ついに最上部にたどり着いた。目の前には、丸い広場がある。石の床に、ところどころ模様が入っていて、なんだか古代の寺っぽいな。
だがしかし、感心するのも束の間。周りにそそり立つ柱の上には、まだ見たことのない化け物が数え切れない程にいやがる。やつらは静かに俺たちを見下ろして、これから自分のエサになると言わんばかりに、音を立てながら舌を出し、いやらしく唇を舐め回す。
「うわ、すげえ数だな、こりゃ……」
いかにもヤバそうな雰囲気に、俺は思わずヨダレをごっくりと飲み込んだ。
「確かにそうだな。だが、ここで引き下がるわけにはいかなさそうだ」
哲也はまたしてもメガネを押し上げて、格好いいセリフを決めた。
「うん、迷ってちゃダメだよね! 私たちは、一人じゃないんだから!」
仲間たちと背中を合わせて、自分を言い聞かせるように菜摘は大声を出した。
「ええ、もうすぐゴールは目の前ですからね。だとすると、やるべきことはただ一つだけです」
千恵子は手に握っている包丁を構えて、真剣な眼差しを浮かべている。その口調から、彼女の決意が窺える。
「ああ、邪魔者を全部倒して、今までたまってきた鬱憤を晴らそうじゃねえか! さあ、脱兎組の力を見せてやるぜ! おおおおおおおーー!!!」
俺は前に走り出しながら、両手剣のバッジを設置した。そしてこっち飛び降りた一体目の化け物を目掛けて、容赦なく真っ二つに斬り捨ててやった。
「参りましょう、みなさん! 自由のために!」
先頭を切った俺に倣って、千恵子もイノシシ型の化け物に向かって前進し、瞬く間にそれを豚肉にした。さすが料理人、食材の扱いは慣れてるな。
「どうした? 武器を持ってないからって、油断したのかな? やれやれ、緊張して損したよ」
哲也は小型盾で敵の振り下ろした剣を一気に弾き、敵がよろけた隙に体当たりを繰り出した。リングアウトされた化け物どもは、重力に吸引され、地面へと衝撃して命を落とした。
「ほらほら、こっちだよ~」
菜摘はあちこち走り回りながら、ビー玉を落として転がしていく。それを気付かなかった敵たちは、ずっこけて山のように積もった。
「美穂ちゃん、今だよ!」
「オッケー、任せて頂戴! とっとと消えちゃいなさい、このキモい化け物どもめ!」
近未来風の手袋を付けている美穂は、超能力で敵を宙に浮かしつつ、やつらをリングアウトさせた。するとやつらも重力の吸引に逆らえず、格好悪い自由落下を遂げた。これは飛込競技の試合なら、絶対0点を出されるだろう。
「邪悪な魂に染まりし野獣どもよ、この赤き光に地獄へと導かれるがよい! 喰らえ、深紅の螺旋茨!」
「愛を忘れて悪事を働く悪い子には、この魔法少女マナがおしおきしちゃうよー! マナスペシャル・ラブラブビーム!」
宵夜と愛名は、いつも通りのハイテンションでアニメに出そうな口上を熟練に述べながら、初心者とは思えない動きで手に持っている武器を使って、化け物どもを一網打尽している。こいつら、本当に人間なのか?

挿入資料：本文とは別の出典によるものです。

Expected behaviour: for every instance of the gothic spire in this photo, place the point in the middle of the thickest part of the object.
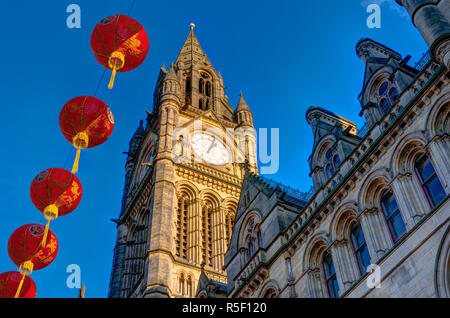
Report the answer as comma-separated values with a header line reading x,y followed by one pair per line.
x,y
191,52
242,105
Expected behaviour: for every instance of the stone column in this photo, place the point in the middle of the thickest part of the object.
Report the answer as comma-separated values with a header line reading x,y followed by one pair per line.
x,y
376,233
118,266
410,199
345,263
316,287
219,240
157,281
433,25
438,150
195,232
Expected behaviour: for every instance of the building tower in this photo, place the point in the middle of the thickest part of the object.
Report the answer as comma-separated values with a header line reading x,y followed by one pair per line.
x,y
432,19
184,175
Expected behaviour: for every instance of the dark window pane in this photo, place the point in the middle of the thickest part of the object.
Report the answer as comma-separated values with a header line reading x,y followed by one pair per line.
x,y
397,225
389,204
357,237
328,266
329,170
435,190
425,168
384,105
333,286
383,88
364,258
336,161
329,154
393,94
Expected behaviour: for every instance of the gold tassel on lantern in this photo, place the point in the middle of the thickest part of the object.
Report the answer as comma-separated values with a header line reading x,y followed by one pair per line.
x,y
26,268
80,141
50,213
116,62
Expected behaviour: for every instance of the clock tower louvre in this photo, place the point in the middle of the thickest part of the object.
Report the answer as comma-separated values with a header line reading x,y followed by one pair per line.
x,y
183,190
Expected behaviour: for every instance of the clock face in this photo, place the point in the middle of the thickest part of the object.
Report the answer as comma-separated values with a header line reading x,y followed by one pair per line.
x,y
210,149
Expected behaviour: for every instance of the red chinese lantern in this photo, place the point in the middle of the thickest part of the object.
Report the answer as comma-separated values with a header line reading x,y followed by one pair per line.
x,y
25,250
119,43
9,283
55,192
86,122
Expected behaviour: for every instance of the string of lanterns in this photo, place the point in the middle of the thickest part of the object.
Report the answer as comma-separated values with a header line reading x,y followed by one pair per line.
x,y
120,44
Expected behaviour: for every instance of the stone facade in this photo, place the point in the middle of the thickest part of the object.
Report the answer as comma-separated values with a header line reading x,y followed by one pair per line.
x,y
374,227
178,207
375,224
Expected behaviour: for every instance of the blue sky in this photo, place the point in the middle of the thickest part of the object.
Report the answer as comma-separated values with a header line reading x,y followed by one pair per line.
x,y
285,56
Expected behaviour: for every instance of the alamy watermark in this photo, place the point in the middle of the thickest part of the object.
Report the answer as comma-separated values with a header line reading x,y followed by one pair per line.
x,y
73,20
74,279
215,146
374,19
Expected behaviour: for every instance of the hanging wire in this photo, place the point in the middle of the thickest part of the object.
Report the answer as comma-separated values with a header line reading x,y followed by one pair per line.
x,y
131,8
104,71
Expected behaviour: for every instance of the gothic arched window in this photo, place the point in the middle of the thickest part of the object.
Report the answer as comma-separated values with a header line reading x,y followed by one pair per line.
x,y
332,162
387,96
181,290
207,250
229,223
429,180
146,162
205,91
393,216
182,214
189,287
250,249
330,275
329,170
259,238
201,86
208,89
360,248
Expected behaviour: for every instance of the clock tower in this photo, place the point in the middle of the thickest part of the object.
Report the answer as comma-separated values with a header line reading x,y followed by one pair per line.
x,y
183,179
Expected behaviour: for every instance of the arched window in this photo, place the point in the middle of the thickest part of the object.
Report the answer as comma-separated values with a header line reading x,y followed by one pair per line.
x,y
146,162
387,96
250,249
205,91
332,162
430,181
360,248
229,225
181,285
201,86
393,94
182,214
208,89
189,286
330,171
259,238
392,215
336,161
207,251
188,85
330,276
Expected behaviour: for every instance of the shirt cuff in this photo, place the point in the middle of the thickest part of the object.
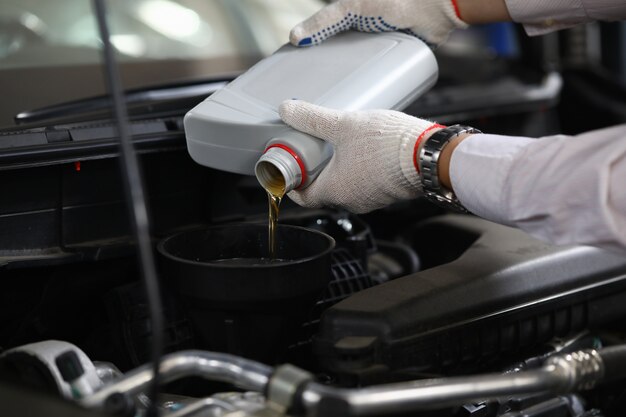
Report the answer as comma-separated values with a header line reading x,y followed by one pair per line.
x,y
479,168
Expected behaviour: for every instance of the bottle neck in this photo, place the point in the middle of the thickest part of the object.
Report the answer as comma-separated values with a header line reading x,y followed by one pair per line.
x,y
278,171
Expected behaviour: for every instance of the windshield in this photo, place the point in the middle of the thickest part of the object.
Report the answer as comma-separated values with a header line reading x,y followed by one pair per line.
x,y
50,50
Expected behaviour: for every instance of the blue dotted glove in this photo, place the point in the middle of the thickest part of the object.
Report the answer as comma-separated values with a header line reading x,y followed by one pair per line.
x,y
430,20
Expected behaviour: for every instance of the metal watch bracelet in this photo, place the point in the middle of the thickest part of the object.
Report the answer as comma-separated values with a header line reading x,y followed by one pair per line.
x,y
428,160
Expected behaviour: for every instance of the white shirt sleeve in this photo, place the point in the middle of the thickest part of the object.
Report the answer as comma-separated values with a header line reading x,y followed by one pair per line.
x,y
543,16
563,189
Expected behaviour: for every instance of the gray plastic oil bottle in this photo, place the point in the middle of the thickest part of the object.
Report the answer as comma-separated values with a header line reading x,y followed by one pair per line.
x,y
238,128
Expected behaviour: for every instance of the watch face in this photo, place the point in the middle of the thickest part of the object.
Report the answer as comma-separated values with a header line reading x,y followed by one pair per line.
x,y
429,157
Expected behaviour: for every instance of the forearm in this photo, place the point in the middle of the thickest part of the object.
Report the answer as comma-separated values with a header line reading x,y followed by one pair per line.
x,y
483,11
567,190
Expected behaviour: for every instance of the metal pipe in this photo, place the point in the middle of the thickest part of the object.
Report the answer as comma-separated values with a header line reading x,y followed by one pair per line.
x,y
243,373
560,375
201,406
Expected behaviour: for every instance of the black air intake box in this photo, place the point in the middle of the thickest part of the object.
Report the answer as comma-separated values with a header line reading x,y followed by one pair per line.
x,y
505,292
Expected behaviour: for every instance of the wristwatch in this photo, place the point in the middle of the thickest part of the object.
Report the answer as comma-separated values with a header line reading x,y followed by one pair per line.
x,y
429,175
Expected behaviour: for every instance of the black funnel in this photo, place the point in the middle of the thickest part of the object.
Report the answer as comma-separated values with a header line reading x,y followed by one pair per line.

俺はこのシュールの光景に呆れている途中で、突然どこからともなくキレイな歌声が聞こえてくる。
「白い日差しに 青い空
小鳥たちが 幸せの音を送っている」
俺は声がした方向に視線を送ると、そこには両手を胸の前に合わせながら、頷いたままの姿勢で歌っている冴香がいる。その祈っているような端正な佇まいは、正に歌姫そのものだった。

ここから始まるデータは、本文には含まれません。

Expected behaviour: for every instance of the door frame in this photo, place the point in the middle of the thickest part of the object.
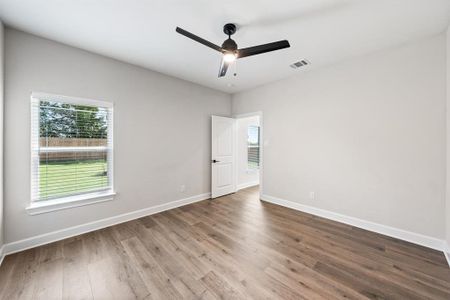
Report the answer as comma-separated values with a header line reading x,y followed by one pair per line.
x,y
261,145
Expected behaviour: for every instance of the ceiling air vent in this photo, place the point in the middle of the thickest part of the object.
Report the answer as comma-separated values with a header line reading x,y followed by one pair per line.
x,y
299,64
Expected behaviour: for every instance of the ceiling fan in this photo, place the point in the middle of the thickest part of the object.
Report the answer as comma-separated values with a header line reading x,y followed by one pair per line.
x,y
229,47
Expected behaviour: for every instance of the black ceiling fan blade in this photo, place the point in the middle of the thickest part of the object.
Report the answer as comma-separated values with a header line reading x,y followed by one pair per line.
x,y
223,68
244,52
198,39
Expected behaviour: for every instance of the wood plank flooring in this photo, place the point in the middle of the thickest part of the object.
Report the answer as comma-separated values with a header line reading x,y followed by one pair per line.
x,y
234,247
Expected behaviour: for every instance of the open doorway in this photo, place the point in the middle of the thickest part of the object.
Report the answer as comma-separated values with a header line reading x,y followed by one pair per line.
x,y
249,151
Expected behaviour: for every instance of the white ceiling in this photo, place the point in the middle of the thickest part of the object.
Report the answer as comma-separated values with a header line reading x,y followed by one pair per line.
x,y
142,32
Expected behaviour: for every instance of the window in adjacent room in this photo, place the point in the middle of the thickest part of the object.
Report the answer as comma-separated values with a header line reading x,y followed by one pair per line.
x,y
72,148
253,147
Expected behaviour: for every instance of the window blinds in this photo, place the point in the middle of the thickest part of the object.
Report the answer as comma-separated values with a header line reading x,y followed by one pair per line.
x,y
71,147
253,147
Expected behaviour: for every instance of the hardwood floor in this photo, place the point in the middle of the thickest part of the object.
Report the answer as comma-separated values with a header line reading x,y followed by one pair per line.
x,y
234,247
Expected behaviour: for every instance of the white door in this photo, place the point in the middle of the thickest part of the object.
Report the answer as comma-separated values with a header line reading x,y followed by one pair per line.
x,y
223,160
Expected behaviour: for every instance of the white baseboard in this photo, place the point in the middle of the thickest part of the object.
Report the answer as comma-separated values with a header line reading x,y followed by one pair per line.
x,y
246,185
447,253
401,234
54,236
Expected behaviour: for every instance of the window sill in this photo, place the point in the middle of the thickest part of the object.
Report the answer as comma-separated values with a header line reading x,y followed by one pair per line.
x,y
42,207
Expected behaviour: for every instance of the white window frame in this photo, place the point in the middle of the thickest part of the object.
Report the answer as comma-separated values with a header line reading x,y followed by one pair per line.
x,y
44,206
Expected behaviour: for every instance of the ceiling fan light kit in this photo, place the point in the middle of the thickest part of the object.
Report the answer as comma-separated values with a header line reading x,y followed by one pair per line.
x,y
230,51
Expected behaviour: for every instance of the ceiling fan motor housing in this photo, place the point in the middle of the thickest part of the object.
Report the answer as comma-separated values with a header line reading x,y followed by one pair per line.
x,y
229,29
229,45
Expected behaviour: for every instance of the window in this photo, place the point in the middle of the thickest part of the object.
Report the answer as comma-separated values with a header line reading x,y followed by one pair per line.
x,y
72,148
253,147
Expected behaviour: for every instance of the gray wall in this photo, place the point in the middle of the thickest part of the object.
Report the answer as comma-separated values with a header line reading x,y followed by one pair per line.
x,y
161,130
1,135
368,136
447,208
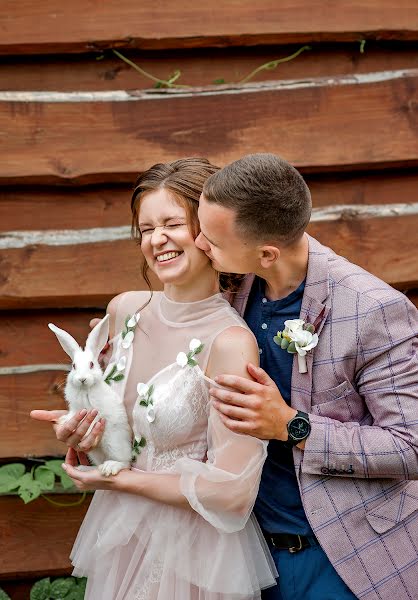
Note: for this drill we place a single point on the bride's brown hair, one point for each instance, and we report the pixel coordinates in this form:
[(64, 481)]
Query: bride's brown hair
[(184, 179)]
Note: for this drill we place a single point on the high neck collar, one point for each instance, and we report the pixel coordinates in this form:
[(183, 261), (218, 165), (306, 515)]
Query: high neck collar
[(182, 313)]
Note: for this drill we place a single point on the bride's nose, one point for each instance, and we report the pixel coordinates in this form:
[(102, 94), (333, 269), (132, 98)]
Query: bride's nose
[(159, 236)]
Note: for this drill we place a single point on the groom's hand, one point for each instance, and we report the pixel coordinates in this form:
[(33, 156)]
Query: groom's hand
[(255, 407)]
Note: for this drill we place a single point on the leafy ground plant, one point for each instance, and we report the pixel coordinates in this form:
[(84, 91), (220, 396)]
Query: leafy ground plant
[(29, 485), (64, 588)]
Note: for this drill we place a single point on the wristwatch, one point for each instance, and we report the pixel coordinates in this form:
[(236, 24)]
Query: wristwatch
[(298, 429)]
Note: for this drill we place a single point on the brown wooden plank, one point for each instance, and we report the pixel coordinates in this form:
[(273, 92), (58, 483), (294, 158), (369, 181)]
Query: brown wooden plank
[(37, 537), (51, 26), (317, 126), (29, 209), (90, 274), (202, 67), (25, 338)]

安らぎをもたらす冴香の歌声は、場の雰囲気を一気に変化させ、ひいては化け物どもまで戦うことを忘れて、リズムに合わせて頭を動かしている。
ここまではよかったんだけど、その安らぎは早くも優奈のギターによって壊されてしまった。
優奈が乱暴に振り回しているエレキギターは、無慈悲に化け物どもの脳天に直撃した。その弾みに響くエレキギターの音は、またひと味違う。
「冴香の歌も悪くないけど
あたしの曲がもっとス・テ・キ!
臨終を迎えるあんたたちに
餞別の一曲を 贈るわよ!
さあさあ 早くGO TO HELLしなさいよ!」
何のひねりもないド直球な歌詞に、俺たちは無意識にどん引きして鳥肌を立てた。なるほど、これが彼女のやり方なのか。

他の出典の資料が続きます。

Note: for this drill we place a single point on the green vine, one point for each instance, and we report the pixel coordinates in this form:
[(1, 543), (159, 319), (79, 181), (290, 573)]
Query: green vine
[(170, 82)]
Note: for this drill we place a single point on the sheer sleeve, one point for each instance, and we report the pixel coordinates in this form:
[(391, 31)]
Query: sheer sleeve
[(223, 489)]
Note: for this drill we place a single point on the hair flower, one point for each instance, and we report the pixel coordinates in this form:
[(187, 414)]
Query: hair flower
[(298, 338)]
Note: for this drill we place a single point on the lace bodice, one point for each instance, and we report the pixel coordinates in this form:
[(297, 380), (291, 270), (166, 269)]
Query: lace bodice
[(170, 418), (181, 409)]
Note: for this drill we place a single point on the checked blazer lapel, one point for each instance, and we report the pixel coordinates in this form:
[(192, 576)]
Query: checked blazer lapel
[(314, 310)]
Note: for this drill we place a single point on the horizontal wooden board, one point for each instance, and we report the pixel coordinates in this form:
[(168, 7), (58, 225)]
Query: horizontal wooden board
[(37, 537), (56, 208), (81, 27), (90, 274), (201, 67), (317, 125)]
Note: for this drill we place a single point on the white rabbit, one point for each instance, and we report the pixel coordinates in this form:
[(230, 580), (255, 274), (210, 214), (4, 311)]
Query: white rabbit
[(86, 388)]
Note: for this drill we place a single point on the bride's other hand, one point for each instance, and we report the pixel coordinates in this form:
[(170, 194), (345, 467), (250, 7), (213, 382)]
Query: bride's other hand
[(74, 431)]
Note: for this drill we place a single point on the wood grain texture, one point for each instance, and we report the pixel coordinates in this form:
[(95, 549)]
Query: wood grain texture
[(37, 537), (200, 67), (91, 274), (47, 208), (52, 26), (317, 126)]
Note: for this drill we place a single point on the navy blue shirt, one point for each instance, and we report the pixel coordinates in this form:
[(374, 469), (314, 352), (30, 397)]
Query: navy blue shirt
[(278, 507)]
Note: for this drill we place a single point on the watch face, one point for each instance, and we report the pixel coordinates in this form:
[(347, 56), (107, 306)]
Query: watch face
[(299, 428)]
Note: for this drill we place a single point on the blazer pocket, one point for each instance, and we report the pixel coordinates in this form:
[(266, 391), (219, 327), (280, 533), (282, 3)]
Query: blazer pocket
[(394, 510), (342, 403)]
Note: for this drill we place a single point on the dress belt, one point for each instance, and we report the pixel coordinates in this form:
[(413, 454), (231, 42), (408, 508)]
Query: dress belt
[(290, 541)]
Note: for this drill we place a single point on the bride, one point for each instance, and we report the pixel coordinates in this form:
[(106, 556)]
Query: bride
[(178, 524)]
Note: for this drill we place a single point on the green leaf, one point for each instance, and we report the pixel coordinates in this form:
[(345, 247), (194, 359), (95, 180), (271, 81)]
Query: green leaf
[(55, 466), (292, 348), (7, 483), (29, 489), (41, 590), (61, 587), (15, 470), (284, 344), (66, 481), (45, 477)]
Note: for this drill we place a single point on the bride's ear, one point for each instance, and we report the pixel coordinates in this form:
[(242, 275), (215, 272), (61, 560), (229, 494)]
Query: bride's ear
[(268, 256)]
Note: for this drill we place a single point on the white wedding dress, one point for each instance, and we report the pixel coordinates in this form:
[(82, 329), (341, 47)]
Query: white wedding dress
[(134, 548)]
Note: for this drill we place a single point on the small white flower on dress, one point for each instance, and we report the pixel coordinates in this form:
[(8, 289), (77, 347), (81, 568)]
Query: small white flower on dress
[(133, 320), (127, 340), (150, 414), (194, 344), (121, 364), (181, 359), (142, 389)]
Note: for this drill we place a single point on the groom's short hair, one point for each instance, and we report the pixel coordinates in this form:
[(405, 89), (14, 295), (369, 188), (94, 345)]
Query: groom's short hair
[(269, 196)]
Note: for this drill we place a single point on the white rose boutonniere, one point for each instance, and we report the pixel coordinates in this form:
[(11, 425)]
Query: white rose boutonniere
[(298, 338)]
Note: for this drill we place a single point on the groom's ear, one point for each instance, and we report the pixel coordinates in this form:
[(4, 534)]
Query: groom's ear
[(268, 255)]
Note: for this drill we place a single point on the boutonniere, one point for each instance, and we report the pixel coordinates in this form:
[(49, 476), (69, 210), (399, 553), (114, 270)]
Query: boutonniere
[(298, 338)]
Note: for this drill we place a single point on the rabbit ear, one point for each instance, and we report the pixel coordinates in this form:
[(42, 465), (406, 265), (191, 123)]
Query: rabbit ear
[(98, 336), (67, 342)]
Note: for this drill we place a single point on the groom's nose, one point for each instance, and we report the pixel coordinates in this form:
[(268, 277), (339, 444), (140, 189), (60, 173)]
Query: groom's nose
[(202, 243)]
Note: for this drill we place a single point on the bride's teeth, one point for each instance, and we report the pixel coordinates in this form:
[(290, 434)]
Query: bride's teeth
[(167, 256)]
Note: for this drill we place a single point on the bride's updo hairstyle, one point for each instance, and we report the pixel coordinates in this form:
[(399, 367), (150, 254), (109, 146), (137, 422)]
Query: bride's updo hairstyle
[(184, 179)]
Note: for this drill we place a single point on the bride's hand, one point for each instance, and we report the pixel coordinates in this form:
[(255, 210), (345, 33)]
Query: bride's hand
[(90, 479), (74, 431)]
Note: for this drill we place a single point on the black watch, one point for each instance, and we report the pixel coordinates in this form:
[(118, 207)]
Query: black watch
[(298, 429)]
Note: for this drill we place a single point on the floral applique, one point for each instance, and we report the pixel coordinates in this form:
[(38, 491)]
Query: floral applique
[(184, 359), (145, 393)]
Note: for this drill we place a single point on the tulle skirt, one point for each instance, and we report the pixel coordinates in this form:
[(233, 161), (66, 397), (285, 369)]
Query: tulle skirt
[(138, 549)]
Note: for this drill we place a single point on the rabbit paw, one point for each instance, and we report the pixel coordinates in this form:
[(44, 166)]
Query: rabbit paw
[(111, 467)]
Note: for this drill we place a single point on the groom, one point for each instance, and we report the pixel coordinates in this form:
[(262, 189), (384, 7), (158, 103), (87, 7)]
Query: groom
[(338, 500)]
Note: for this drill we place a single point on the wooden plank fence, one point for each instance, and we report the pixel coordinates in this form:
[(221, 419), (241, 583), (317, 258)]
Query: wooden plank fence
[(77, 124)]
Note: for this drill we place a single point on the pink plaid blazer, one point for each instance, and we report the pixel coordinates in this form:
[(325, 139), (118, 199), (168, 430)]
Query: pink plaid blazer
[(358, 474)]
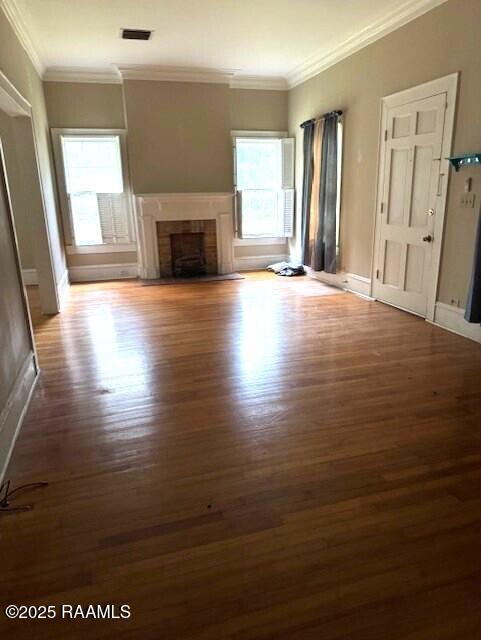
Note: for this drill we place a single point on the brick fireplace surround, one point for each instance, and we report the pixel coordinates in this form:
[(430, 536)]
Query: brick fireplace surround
[(212, 211), (166, 228)]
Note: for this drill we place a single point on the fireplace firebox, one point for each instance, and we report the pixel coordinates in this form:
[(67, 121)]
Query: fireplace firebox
[(188, 255), (187, 248)]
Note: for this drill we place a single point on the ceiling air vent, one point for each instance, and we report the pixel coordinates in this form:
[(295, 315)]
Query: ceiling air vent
[(136, 34)]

そしてその挑発的な歌詞が化け物たちの怒りを燃やしたせいか、やつらは止まっていた身体を再び動かして、俺たちに襲いかかってくる。
「ひっ! こここ怖いよぅ~」
凄い活躍を披露してくれた冴香と優奈に対し、千紗は相変わらず怯えていて、逃げることさえ忘れて尻餅をついている。反抗できないと判断した化け物の一部は、彼女をエサにしようと急速で接近しやがった。
だが彼女を知り尽くしている同じユニットのメンバーにとって、このような事態は日常茶飯事だろう。優奈は豊満な胸に挟んでおいたバッジを取り出して、千紗に向けてそれをパスした。
「千紗、このバッジを設置したら頭に被って!」
「えっ? う、うん……!」
緊張のあまりにぎごちなく返事した千紗は、そそくさと床に落ちているバッジを拾うとそれを設置した。すると、穴だらけの白いヘルメットが空中から急に姿を現して、千紗の頭上に落ちてちょうどハマった。
こうしている間に、化け物どもが千紗に迫った。やつらが一斉に飛びかかって、千紗を捕食しようとする。
「いやあああああああーーー! 来ないでえええええーーー!!!」
牙を剥いている恐ろしい化け物を目にした千紗は、自分の身を守るために思わず縮こまった。
絶望だと思われるその瞬間に、なんと千紗が被っているそのヘルメットの穴から、まるでハリネズミのように無数の黒い槍が飛び出した!
あまりの早さに、化け物どもはなす術もなく、ただそのまま黒い槍に直撃し、身体を貫かれた。そして工事現場を彷彿させるほどの、濃い黒煙が空に漂う。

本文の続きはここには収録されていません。